See Also: CharUnicodeInfo Members
The tp://go.microsoft.com/fwlink/?linkid=37123 defines a number of Unicode character categories. For example, a character might be categorized as an uppercase letter, a lowercase letter, a decimal digit number, a letter number, a paragraph separator, a math symbol, or a currency symbol. Your application can use the character category to govern string-based operations, such as parsing. The System.Globalization.UnicodeCategory enumeration defines the possible character categories.
You use the System.Globalization.CharUnicodeInfo class to obtain the System.Globalization.UnicodeCategory value for a specific character. The System.Globalization.CharUnicodeInfo class defines methods that return the following Unicode character values:
Numeric value. Applies only to numeric characters, including fractions, subscripts, superscripts, Roman numerals, currency numerators, encircled numbers, and script-specific digits.
Digit value. Applies to numeric characters that can be combined with other numeric characters to represent a whole number in a numbering system.
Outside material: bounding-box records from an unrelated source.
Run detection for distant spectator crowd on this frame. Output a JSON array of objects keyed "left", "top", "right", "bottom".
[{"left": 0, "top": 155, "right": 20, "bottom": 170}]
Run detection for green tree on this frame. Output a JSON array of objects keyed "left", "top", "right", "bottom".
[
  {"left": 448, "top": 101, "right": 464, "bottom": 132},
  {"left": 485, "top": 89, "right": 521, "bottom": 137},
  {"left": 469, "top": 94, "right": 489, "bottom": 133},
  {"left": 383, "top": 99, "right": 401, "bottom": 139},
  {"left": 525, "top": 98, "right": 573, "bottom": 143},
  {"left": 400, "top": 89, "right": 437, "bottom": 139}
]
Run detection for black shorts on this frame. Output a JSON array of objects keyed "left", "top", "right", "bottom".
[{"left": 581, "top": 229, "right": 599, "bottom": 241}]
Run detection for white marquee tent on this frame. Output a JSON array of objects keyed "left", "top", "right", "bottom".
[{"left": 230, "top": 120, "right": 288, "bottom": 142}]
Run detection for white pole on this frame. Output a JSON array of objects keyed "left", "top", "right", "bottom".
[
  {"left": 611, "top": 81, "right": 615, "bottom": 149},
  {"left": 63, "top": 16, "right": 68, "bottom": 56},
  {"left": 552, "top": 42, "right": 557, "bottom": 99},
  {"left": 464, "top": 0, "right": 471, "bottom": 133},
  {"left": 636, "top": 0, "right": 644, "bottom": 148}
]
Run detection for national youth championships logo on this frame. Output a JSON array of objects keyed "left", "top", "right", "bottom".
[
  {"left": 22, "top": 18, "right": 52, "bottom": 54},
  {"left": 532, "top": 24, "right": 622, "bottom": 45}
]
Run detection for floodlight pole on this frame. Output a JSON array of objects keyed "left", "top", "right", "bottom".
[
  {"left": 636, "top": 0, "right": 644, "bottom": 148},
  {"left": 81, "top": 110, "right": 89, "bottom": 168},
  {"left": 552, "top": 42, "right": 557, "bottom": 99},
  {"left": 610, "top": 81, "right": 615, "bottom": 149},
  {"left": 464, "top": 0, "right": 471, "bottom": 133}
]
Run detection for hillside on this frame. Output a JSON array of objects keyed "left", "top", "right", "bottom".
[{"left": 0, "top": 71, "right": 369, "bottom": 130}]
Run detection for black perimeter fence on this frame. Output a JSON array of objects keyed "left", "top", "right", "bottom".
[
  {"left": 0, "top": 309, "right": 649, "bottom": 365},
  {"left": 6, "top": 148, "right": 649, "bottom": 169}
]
Decimal digit value. Applies only to characters that represent decimal digits in the decimal (base 10) system. A decimal digit can be one of ten digits, from zero through nine. These characters are members of the UnicodeCategory.DecimalDigitNumber category.
When using this class in your applications, keep in mind the following programming considerations for using the char type. The type can be difficult to use, and strings are generally preferable for representing linguistic content.
A char object does not always correspond to a single character. Although the char type represents a single 16-bit value, some characters (such as grapheme clusters and surrogate pairs) consist of two or more UTF-16 code units. For more information, see "Char Objects and Unicode Characters" in the string class.
The notion of a "character" is also flexible. A character is often thought of as a glyph, but many glyphs require multiple code points. For example, ä can be represented either by two code points ("a" plus U+0308, which is the combining diaeresis), or by a single code point ("ä" or U+00A4). Some languages have many letters, characters, and glyphs that require multiple code points, which can cause confusion in linguistic content representation. For example, there is a ΰ (U+03B0, Greek small letter upsilon with dialytika and tonos), but there is no equivalent capital letter. Uppercasing such a value simply retrieves the original value.